In the 2040s, the platinum market is projected to move into a widening deficit because of declining primary and secondary supply and increasing demand from the hydrogen sector. The risk is that the development of the hydrogen economy is slower than predicted or that alternative technologies that do not use platinum win out, which results in lower demand than the market extrapolation. (Also see graphic.)
From 2014 to 2050, when hydrogen demand is expected to rise by 2.2-million ounces, primary and secondary supply is set to fall by 1.7-million ounces. So even if hydrogen market demand were lower, the platinum market could still be in deficit, owing to the decline in production. As we head towards 2050, many of today's mines will be exhausted, with implications for the associated processing infrastructure and jobs. Might the remaining mines continue to have long tails of production? And could they justify their processing overheads? Will tomorrow's mines be fully mechanized and achieve net-zero emissions?
JEWELLERY DEMAND IN CHINA
Moving to another continent now, in China, population trends have a particular impact on platinum jewellery demand. While China remains the largest market for platinum jewellery, the demographic pressures of a shrinking population and fewer marriages weighs on its consumption of platinum.
Bucking this trend will require a huge marketing effort with significant shift in focus, and initiatives that align with the changing demographic landscape. For example, it is a tradition in Japan for men at retirement to buy thank-you gifts for their wives.

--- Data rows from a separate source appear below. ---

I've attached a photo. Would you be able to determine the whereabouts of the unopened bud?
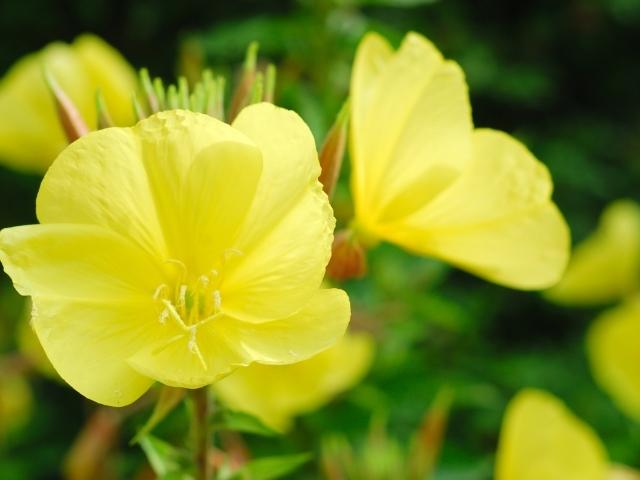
[409,387,453,479]
[327,230,367,280]
[319,100,349,198]
[229,42,258,122]
[96,90,114,130]
[44,70,89,143]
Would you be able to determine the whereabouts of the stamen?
[151,333,184,355]
[194,313,222,327]
[162,300,188,331]
[188,325,208,371]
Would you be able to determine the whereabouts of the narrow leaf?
[131,386,186,444]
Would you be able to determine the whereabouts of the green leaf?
[231,453,311,480]
[131,386,186,445]
[140,435,192,480]
[213,410,280,437]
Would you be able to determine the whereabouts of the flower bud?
[327,230,367,280]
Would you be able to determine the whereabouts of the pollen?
[153,260,230,370]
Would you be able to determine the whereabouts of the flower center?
[153,249,241,370]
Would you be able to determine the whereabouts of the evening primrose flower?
[547,200,640,420]
[0,103,350,406]
[495,389,634,480]
[0,35,137,173]
[587,296,640,421]
[547,200,640,305]
[351,33,569,289]
[214,333,374,431]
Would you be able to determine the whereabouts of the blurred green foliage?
[0,0,640,480]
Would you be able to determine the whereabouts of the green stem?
[191,387,213,480]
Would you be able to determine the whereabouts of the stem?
[191,387,212,480]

"Could this potential new market represent an opportunity to regain some of the lost ground in wedding demand? One thing's for certain, we cannot assume that it's business as usual for platinum jewellery, by the time we reach 2050," said Forrest.
HIGH LEVELS OF GOVERNMENT DEBT
In addition to demographic pressures, a significant trend over the next two decades is a major headwind for global GDP growth from the high level of public and corporate debt. The high debt to GDP ratio has been shown to retard economic growth and governments have now borrowed more money than at any point in history, a debt-to-GDP ratio of 90% has been identified as the level at which the burden slows economic growth.
Continuing with some of these contributing factors to rising debt, limiting global warming to 1.5 oC, implies significant economic cost from major changes to industry and agriculture. To limit global warming to 1.5 oC relative to pre-industrial times, the world on average must be net carbon neutral by 2050. Thus, a net-zero policy is non-negotiable, and must be implemented, regardless of cost and despite the impact on GDP.
Russia and the northern limb in South Africa predominantly make up tomorrow's supply base, given the high palladium content of their ore. Russia is set to become the largest producer of all PGMs by 2050. Supply will become inelastic to price because nickel pays the bills.
There is a possibility that shallow Zimbabwe supply could replace depleting mature South African supply. The regional distribution of supply in South Africa is likely to change with a much greater emphasis on the northern limb. What is the potential of what is left? How much do we need to pay for it? In other words, what is the PGMs incentive price?
Vehicle production peaks between now and 2050, as city streets become overcrowded, and personal vehicles are phased out. If combustion engines are outlawed, they could be a recycling peak as governments force combustion powered engines into early retirement.
Global PGMs recycling is forecast to peak at about 8.3-million ounces in 2038, coinciding with a predicted peak in autocatalyst recycling, which then provides about 88% of secondary supply.
As electric vehicles take up an increasing share of the market, a tipping point is reached in 2038 at which several end-of-life diesel and gasoline vehicles start to decline, as does the recovered PGMs volume from spent autocatalysts.